Je l'ai vu en France et ici au Canada, même s'il existe de trés nombreux acteurs majeurs en géospatial (et trés compétent), il demeure difficile de faire sans Google, car lorsque l'on juge une nouveautée, on la compare toujours à "ce que fait Google".
Ce qu'a reussit Google, c'est de toucher le grand public, voir un très large public, c'est à dire les clients potentiels des futurs décideurs qui attribueront les budgets des projets de demain.
Tous les grands acteurs majeurs du géospatial et de la géomatique de ces dix dernieres années ont certes évolué, mais trés loin du client final. A l'heure du Web 2.0 où l'on veut se concentrer sur se client, où il est difficile de lui expliquer ce qu'est la géomatique, il est difficile maintenant de ne pas évoquer GoogleMap comme référence.
Merci à Martin et "Anonyme" (du Canada, on sait au moins cela) pour vos commentaires.
J'aurais voté pour Google si la question avait été "Qui a le plus influencé l'industrie dans les cinq dernières années?".
Les métiers du géo sont largement bien servis par ESRI. Le GeoWeb grand-public, par Google. Mais qui veut réellement que cela demeure ainsi pour toujours ?
Pour l'avenir, je souhaite que la géomatique et le GéoWeb évoluent grâce à la facilité de production, réutilisation, diffusion et connexion aux données, sans mariage et avec toujours la possibilité de quitter, changer, essayer, bonifier.
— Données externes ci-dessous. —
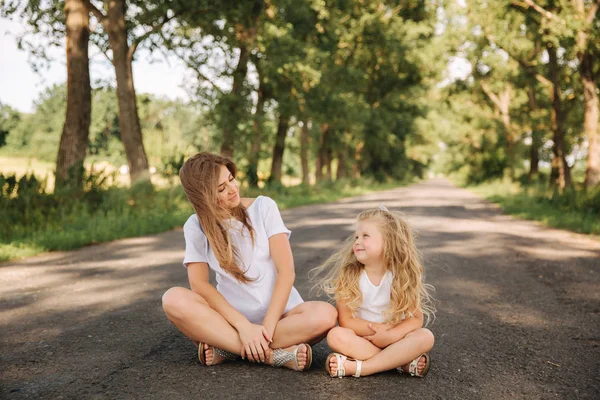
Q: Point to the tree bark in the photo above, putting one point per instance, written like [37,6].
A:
[322,153]
[502,104]
[561,173]
[304,143]
[342,170]
[590,123]
[534,156]
[257,127]
[234,103]
[355,171]
[246,36]
[76,129]
[278,149]
[129,123]
[590,94]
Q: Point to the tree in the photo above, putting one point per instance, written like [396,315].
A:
[74,138]
[9,119]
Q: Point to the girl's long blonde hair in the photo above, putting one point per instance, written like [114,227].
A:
[400,256]
[200,177]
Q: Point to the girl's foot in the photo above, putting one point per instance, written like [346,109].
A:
[302,358]
[349,366]
[420,366]
[210,355]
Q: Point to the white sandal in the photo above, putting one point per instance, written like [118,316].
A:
[341,371]
[412,368]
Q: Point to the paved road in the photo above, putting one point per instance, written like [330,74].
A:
[518,313]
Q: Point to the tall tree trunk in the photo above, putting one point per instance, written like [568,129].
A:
[246,36]
[328,163]
[342,170]
[76,129]
[502,105]
[355,172]
[235,103]
[534,156]
[322,152]
[129,122]
[590,123]
[278,149]
[257,127]
[304,143]
[561,173]
[590,94]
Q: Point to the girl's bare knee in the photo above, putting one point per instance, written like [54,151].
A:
[324,317]
[173,301]
[338,338]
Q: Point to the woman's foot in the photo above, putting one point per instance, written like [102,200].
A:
[420,366]
[349,366]
[301,361]
[211,357]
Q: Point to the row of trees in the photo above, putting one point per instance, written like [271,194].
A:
[358,79]
[352,69]
[536,73]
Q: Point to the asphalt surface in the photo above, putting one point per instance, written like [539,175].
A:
[518,313]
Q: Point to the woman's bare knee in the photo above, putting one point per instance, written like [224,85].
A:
[424,339]
[174,301]
[339,337]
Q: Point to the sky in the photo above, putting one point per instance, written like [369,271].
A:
[20,86]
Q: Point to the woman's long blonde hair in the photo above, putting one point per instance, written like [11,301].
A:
[400,256]
[200,177]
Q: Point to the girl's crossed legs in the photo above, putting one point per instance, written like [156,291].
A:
[308,322]
[399,354]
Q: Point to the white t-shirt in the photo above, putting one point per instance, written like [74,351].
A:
[251,299]
[375,299]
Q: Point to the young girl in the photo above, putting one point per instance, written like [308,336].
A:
[254,311]
[377,282]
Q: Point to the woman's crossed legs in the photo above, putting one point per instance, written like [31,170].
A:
[308,322]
Le grand influenceur devrait être l'interropérabilité et les standards efficaces (le meilleur de l'OGC, W3C, ISO)...
Et, en ce qui concerne mon choix bien personnel, mes raisons sont dans le billet-même.
J'espère que vous en avez profité pour voter.
...et poursuivons la discussion!
Bonjour,
Personnellement, je trouve ces propositions de choix limitatives :
Il ne faut pas oublier que même si le décideur, lui-même impulse une stratégie, les forces de propositions et d'actions au sein d'organisme internationaux permettent elles la matérialisation de sa stratégie en influançant l'avenir de normes, services web, et composants en tout genre qui sont mises à disposition des professionnels de la géomatique.
Pour moi Google a vulgarisé l'usage de la géomatique au grand public comme l'a fait tom-tom sur l'usage du GPS routier. En conclure que les services de l'un ou l'autre sont réutilisables directement pour des besoins professionnels est faux pour l'heure (je ne dis pas aujourd'hui car la temporalité dans le domaine est une donnée cruciale).
Pour l'ensemble de ce constat, je voterais si ce choix m'est offert !
pour Camp to camp et pour l'ensemble de la société pas seulement son PDG (cf 1er paragraphe) :
Pourquoi :
1) ils investissent le champ professionnel de la géomatique
2) Ils sont très présents dans tous les organismes décisionnels et opérationnels de la géomatique (Osgeo, OGC pour les premiers et tous les différents comités techniques qui font la pluie et le beau temps sur les composants logiciels ou services utilisés OL, GDAL,....)
3) Ils investissent le champ du Géo-décisionnel qui fait fantasmer pas mal de décideur (si si j'en connais plein!) avec leur partenariat avec Talend (c) sur SDI.
4) présents aussi sur le WEB 2.0 et sur les solutions de virtualisations d'infrastructure géospatial.
Bref, on peut reprocher à mon analyse un "effet de mode" due à la vague logiciel libre, d'un autre côté une perspective à 5 ans ne peut-être que le reflet des tendances dégagées par la mode d'aujourd'hui.
Le seul point noir au tableau, reste que les solutions proposées ne tiennent pas compte de deux points cruciaux :
- la reprise ou non par le marché de ces tendances
- la capacité des organismes producteurs de données métiers à produire et gérer des données de manière industrialisée...
A vos stylets !
Mon choix s'arrête sur Frank Warmerdam. Frank est à l'origine de librairies ouvertes extrêmement importantes pour le domaine géospatial (GDAL/OGR et Proj4). Les fruits de son travail (et de ses collaborateurs) se retouvent aujourd'hui au sein de produits commerciaux majeurs, tel que FME (SAFE) et ArcGIS (ESRI), pour ne nommer que ceux là.